The bank reported a net profit of NOK 10.68 billion, 1% above consensus of NOK 10.61 billion, supported by stronger trading income and lower costs. Pre-provision profit was 2% higher than expected.

However, analysts Jefferies said both net interest income and fee income missed estimates. DNB’s stock last closed at NOK 273.20, with Jefferies maintaining a “hold” rating and a price target of NOK 285, indicating a 4% potential upside.

Net interest income (NII) declined 1% from the prior quarter to NOK 15.99 billion, coming in 1% below estimates. 

Jefferies said the drop was “driven by lower money market rates seeing lower interest on equity as well as partial repricing effects,” adding that the bank “saw lower spreads during the quarter mainly from deposits.” The net interest margin fell 5 basis points quarter over quarter.

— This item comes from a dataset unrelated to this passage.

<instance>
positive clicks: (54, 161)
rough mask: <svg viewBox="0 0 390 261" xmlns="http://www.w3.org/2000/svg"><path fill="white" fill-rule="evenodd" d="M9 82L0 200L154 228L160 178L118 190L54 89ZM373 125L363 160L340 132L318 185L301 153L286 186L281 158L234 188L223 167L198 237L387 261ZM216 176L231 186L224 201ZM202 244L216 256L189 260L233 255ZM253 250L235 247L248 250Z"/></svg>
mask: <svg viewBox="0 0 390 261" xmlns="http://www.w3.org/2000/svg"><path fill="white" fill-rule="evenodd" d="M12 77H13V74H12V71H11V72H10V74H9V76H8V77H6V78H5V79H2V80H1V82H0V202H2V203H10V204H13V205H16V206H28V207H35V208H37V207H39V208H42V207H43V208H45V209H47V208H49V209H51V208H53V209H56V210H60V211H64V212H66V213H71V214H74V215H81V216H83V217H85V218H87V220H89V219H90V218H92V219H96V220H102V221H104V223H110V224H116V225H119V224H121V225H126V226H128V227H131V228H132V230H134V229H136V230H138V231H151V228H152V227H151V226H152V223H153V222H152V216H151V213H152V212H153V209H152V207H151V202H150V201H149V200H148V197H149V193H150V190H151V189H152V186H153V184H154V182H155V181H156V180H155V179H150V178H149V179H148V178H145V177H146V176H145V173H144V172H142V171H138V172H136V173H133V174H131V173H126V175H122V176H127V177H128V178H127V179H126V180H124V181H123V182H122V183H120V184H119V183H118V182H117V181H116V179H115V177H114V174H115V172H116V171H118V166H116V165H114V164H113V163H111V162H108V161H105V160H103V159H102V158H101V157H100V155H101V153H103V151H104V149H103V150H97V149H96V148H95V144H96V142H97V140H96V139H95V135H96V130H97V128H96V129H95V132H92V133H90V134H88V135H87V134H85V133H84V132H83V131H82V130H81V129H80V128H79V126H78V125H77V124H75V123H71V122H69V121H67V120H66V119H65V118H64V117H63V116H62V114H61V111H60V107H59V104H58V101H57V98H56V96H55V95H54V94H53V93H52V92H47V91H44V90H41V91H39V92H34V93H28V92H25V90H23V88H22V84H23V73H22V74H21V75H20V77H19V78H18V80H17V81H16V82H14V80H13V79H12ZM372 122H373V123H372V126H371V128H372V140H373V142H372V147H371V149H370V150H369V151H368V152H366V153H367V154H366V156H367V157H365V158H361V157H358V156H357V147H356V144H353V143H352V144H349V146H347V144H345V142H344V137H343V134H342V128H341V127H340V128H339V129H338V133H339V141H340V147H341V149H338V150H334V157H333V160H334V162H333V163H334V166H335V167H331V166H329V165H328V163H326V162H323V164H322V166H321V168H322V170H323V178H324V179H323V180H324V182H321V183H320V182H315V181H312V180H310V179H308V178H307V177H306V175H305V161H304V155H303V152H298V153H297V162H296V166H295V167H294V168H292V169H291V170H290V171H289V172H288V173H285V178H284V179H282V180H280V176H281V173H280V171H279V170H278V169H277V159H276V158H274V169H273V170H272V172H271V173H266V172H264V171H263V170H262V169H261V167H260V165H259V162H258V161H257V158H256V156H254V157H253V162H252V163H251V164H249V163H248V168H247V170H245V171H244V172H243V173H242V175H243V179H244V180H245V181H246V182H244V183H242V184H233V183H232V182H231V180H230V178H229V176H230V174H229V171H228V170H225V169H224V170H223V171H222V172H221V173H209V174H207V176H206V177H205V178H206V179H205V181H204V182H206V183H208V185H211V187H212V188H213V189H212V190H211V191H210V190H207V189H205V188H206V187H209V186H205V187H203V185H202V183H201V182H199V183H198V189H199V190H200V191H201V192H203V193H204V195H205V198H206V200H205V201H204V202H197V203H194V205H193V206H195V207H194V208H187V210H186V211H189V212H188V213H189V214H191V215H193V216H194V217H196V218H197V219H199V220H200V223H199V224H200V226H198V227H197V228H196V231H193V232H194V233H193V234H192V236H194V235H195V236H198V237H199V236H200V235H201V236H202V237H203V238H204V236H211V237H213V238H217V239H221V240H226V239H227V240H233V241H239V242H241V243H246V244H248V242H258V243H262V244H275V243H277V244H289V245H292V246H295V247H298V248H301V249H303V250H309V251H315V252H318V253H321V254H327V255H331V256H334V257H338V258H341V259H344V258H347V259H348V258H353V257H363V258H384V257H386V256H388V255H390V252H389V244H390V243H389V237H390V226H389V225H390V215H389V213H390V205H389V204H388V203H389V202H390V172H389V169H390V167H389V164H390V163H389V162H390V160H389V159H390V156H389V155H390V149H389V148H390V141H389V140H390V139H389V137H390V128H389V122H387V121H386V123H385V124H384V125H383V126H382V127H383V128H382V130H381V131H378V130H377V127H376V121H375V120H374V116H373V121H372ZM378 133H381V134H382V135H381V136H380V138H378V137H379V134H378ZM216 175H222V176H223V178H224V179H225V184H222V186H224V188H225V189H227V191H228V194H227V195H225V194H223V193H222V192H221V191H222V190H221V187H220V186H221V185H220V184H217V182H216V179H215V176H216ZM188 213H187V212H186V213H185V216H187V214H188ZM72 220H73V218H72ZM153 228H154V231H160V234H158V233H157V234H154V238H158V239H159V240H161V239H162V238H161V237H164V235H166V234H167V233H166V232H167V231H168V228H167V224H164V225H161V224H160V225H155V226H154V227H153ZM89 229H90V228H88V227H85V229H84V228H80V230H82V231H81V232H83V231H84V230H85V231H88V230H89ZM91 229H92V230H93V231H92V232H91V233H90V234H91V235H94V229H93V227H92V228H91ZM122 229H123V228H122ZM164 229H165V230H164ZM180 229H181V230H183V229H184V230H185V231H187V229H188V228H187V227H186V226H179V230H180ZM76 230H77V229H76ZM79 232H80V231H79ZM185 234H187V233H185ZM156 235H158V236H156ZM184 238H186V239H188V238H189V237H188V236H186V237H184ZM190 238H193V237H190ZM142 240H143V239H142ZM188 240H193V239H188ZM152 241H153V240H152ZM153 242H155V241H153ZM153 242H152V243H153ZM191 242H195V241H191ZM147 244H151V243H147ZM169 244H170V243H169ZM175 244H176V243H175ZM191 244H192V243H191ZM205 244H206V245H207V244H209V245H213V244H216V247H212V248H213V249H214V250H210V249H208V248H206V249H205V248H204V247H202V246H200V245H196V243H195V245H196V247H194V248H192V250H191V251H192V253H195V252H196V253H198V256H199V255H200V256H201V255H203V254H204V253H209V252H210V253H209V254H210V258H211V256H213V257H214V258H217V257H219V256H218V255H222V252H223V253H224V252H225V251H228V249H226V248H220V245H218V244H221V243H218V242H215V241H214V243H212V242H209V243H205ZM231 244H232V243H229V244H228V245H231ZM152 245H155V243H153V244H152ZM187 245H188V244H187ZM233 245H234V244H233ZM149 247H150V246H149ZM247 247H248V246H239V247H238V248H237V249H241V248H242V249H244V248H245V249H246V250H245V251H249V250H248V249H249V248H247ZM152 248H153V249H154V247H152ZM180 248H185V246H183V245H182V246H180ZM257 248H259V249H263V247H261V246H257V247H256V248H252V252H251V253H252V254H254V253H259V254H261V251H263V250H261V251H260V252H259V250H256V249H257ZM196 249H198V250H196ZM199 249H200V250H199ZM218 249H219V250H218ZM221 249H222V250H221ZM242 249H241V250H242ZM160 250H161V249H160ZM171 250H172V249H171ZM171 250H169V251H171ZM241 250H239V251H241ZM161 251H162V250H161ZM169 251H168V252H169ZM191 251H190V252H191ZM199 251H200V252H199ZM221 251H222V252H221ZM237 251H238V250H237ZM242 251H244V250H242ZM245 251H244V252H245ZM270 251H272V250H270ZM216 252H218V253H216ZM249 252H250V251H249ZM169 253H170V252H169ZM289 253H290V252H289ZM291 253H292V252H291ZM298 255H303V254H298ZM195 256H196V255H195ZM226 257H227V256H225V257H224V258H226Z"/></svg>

Commissions and fees fell 10% sequentially and were 6% below consensus, with Jefferies noting that “the driver of the decline was IB fees with the lower seasonality also seeing a lower contribution from M&A.” 

Meanwhile, trading income rose sharply to NOK 1.39 billion, above consensus of NOK 1.08 billion, helped by “a positive result in other mark-to-market adjustments of NOK 284 million,” reversing a negative NOK 327 million in the previous quarter.

Expenses came in 2% better than expected, driven by lower other expenses, with the cost-to-income ratio at 37% in the quarter. Impairments totaled NOK 862 million, exceeding expectations of NOK 630 million, corresponding to a cost of risk of 15 basis points compared with consensus of 11 basis points. 

Jefferies said DNB “saw an impairment provision related to the legacy portfolio in Poland and additional impairment provisions relating to customers spread across various industry segments, primarily within real estate related segments.”

DNB’s CET1 capital ratio was 17.9%, in line with estimates but down 40 basis points from the prior quarter due to higher risk-weight floors for mortgages and the impact of a share buyback. 

The ratio remains 135 basis points above the Norwegian Financial Supervisory Authority’s current expectation. 

The bank announced a new share buyback program of up to 1% of its shares, which Jefferies said “is expected to see a 40bp CET1 impact.”

Loans rose 7% from the prior quarter to NOK 2.47 trillion, while deposits declined 1% to NOK 1.54 trillion. Pre-tax profit was NOK 13.35 billion, broadly in line with consensus of NOK 13.31 billion.